Gdy dochodzi do wypadku i trzeba ratować człowieka, liczy się każda sekunda. Wtedy okazuje się też jak cenne są praktyczne umiejętności. Miejscem, gdzie można je zdobyć jest laboratorium symulacji medycznego, które swoją siedzibę ma w Parku Naukowo-Technologicznym. Dziś odwiedzili je uczniowie suwalskiego gimnazjum.

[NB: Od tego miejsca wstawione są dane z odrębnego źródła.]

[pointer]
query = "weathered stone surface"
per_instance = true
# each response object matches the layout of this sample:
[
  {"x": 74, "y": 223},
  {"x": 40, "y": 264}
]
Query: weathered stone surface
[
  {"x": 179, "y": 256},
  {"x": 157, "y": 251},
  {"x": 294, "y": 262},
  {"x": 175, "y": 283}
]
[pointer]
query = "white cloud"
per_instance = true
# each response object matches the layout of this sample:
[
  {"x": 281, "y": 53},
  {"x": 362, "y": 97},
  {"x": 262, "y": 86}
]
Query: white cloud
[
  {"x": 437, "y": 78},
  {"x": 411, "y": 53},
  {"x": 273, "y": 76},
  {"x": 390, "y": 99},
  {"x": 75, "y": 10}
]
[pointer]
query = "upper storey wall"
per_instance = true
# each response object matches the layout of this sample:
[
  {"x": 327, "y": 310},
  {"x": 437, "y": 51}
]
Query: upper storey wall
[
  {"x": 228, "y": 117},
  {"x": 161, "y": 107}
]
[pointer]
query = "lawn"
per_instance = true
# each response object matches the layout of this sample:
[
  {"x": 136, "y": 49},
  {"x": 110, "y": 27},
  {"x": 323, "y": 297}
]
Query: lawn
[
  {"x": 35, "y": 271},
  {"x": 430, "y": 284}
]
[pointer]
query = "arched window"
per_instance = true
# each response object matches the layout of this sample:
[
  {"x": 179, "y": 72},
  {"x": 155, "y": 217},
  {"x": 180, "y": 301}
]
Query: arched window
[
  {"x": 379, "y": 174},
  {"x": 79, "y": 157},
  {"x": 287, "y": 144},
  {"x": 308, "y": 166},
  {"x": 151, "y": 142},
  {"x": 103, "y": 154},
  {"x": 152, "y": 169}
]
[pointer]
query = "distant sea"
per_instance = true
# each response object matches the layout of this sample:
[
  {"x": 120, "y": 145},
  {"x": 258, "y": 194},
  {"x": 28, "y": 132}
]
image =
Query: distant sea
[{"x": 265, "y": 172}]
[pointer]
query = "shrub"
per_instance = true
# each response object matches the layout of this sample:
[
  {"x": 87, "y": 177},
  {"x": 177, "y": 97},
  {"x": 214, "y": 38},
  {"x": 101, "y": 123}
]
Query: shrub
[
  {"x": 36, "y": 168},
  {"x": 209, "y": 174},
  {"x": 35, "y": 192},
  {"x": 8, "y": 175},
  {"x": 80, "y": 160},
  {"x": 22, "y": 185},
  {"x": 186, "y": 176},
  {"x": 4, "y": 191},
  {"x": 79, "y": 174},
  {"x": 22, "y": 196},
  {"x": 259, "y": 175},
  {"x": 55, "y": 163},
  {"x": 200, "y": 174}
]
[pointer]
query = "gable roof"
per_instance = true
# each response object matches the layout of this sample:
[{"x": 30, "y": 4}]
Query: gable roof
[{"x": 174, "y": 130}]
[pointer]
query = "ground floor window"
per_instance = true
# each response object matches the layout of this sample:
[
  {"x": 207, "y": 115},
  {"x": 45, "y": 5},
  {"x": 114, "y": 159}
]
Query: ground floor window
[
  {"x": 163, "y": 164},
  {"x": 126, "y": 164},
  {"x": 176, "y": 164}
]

- Prawdopodobnie nikt z was przez całe życie nie będzie musiał robić masażu serca. Trzeba jednak umieć to robić - mówił Robert Pałka, operator Laboratorium Ratownictwa Medycznego i Procedur Medycznych do gimnazjalistów, którzy zwiedzali dziś to miejsce. Placówka naszpikowana najnowocześniejszą aparaturą i fantomami, od lipca działa w suwalskim Parku Naukowo-Technologicznym. Pozwala na symulację działalności szpitala i sali operacyjnej. Można tam również odbyć szkolenia z zakresu pierwszej pomocy. - Z naszych pomieszczeń może korzystać każdy kto się do nas zgłosi - podkreśla Pałka.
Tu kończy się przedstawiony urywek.